Gesamter Gesetzestext

OLG Linz 9Bs179/25z

  • Dokumenttyp: Entscheidungstext
  • Entscheidungsdatum: 28.08.2025
  • ECLI: ECLI:AT:OLG0459:2025:0090BS00179.25Z.0828.000

Kopf

Das Oberlandesgericht Linz hat durch die Richterin Mag. Kuranda als Vorsitzende sowie die Richter Mag. Graf und Mag. Huemer-Steiner in der Strafsache gegen A* wegen des Vergehens der falschen Beweisaussage nach § 288 1 und 4 StGB und einer weiteren strafbaren Handlung über die Beschwerde der B* gegen den Beschluss des Landesgerichts Steyr vom 23. Juli 2025,Bl*-6, in nichtöffentlicher Sitzung entschieden:

Spruch

Die Beschwerde wird zurückgewiesen.

Begründung

Begründung:

Mit Verfügung vom 2. Juni 2025 stellte die Staatsanwaltschaft Steyr zu St* das gegen A* wegen des Verdachts des Vergehens der falschen Beweisaussage nach § 288 Abs 1 und 4 StGB und des Verdachts des Vergehens der Verleumdung nach § 297 Abs 1 erster Fall StGB zum Nachteil von B* geführte Ermittlungsverfahren nach § 190 StPO ein (dort ON 1.4). In der Folge beantragte die genannte (mutmaßlich) Geschädigte B* die Fortführung des Verfahrens (ON 1). Die Staatsanwaltschaft beantragte in ihrer dazu am 1. Juli 2025 erstatteten Stellungnahme dem Antrag auf Fortführung des Ermittlungsverfahrens keine Folge zu geben (ON 2). Die Stellungnahme wurde der Fortführungswerberin am 8. Juli 2025 zur Äußerung binnen 14 Tagen zugestellt (ON 4), von welchem Recht die Genannte allerdings nicht Gebrauch gemacht hat.

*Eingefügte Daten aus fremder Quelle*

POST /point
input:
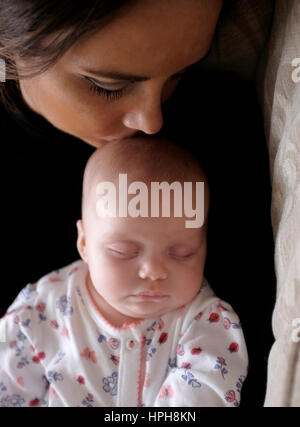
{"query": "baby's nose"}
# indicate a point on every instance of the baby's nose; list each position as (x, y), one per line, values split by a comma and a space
(153, 271)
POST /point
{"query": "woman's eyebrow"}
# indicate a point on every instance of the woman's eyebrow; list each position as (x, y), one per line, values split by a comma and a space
(116, 75)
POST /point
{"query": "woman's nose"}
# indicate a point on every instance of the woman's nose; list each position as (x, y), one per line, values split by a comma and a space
(145, 115)
(153, 270)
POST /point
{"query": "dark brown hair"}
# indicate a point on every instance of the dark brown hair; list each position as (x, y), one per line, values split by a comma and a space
(39, 32)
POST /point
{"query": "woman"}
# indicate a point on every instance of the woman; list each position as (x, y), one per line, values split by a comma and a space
(129, 53)
(98, 72)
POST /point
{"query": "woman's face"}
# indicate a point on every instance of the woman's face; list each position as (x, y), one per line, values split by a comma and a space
(111, 85)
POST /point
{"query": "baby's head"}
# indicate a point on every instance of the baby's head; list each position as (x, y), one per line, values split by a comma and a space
(141, 265)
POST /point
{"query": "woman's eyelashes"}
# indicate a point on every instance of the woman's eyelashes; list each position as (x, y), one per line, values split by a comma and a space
(114, 94)
(109, 94)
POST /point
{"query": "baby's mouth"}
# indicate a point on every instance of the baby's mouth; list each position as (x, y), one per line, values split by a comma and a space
(149, 295)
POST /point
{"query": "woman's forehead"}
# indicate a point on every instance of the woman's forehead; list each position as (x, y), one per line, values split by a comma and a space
(150, 37)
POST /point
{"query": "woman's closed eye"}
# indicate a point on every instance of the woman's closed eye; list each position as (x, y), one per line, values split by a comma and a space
(114, 94)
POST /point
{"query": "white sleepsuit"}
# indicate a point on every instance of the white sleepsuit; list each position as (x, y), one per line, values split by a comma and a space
(58, 350)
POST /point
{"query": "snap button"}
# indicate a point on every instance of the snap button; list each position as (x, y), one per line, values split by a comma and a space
(131, 344)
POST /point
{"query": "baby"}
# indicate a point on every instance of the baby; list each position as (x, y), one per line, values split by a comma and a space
(134, 323)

Mit dem angefochtenen Beschluss vom 23. Juli 2025 wies das Landesgericht Steyr durch einen 3-Richter-Senat den Antrag der B* auf Fortführung des Verfahrens St* gegen den Beschuldigten A* wegen § 288 Abs 1 und 4, 297 Abs 1 erster Fall StGB ab und verpflichtete die Fortführungswerberin gemäß § 196 Abs 2 Satz 2 StPO zur Bezahlung eines Pauschalkostenbeitrages in Höhe von EUR 90,00 (ON 6).

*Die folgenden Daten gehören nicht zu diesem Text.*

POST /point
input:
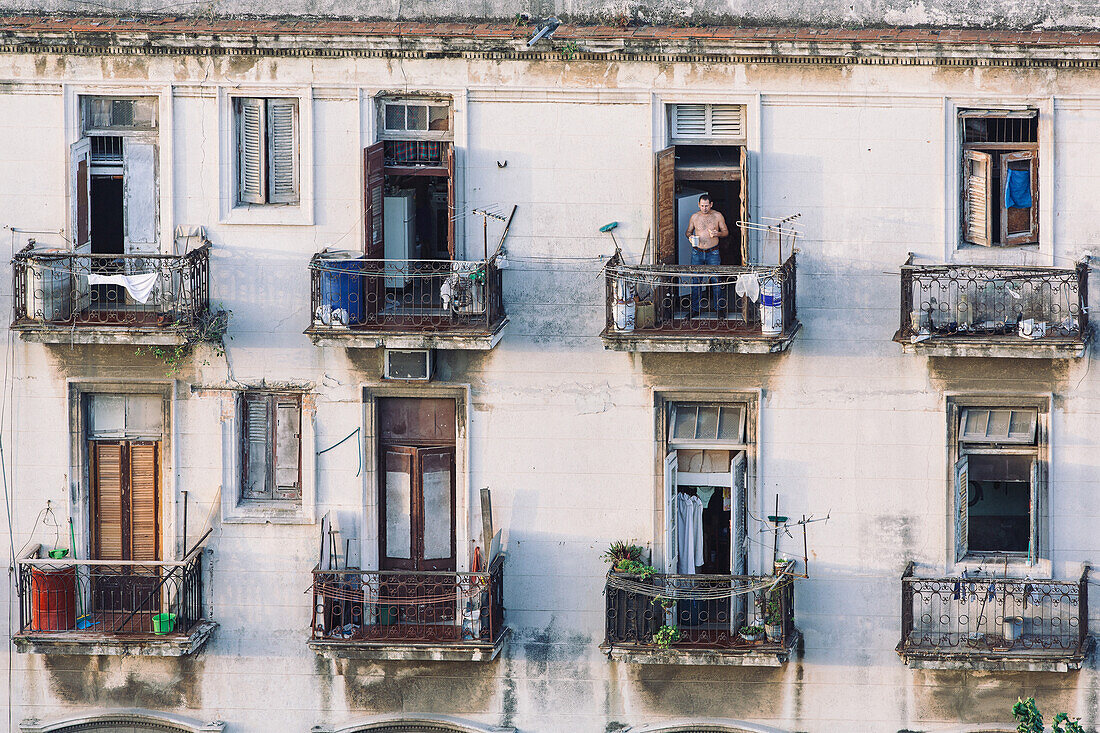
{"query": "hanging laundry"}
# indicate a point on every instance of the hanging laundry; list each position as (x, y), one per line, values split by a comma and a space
(748, 286)
(689, 534)
(1018, 189)
(139, 286)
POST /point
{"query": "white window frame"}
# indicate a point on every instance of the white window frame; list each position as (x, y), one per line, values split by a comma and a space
(957, 250)
(1016, 564)
(234, 507)
(230, 210)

Dagegen wendet sich das als Beschwerde zu wertende Schreiben der Fortführungswerberin vom 1. August 2025 (ON 7) mit dem Ziel, das Verfahren „neu aufzunehmen“.

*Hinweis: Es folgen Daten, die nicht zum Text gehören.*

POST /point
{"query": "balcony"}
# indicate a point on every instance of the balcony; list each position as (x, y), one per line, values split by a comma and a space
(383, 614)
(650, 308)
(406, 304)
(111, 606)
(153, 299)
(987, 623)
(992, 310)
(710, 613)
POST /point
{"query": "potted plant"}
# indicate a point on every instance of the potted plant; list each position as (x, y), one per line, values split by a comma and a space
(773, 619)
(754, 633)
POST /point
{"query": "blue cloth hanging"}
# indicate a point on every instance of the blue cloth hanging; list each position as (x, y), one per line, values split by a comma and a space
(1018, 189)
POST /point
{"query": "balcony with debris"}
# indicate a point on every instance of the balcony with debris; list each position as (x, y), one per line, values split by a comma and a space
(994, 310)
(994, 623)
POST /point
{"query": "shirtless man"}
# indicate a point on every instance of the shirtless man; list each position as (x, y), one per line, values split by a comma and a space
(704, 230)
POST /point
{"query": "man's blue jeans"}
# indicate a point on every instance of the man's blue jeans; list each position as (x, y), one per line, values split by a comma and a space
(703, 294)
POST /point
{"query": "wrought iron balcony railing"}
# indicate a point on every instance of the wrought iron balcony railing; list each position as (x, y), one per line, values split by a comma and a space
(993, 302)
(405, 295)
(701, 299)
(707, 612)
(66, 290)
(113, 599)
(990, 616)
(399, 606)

Die Beschwerde erweist sich jedoch als unzulässig, weil gegen Entscheidungen über Forstführungsanträge bzw Anträge auf Verfolgung gemäß § 196 Abs 1 erster Satz StPO ein Rechtsmittel nicht zusteht, worüber B* vom Erstgericht im angefochtenen Beschluss auch belehrt wurde (ON 6,10).

Es war daher spruchgemäß zu entscheiden.

Rechtsmittelbelehrung:

Gegen diese Entscheidung steht kein weiteres Rechtsmittel zu.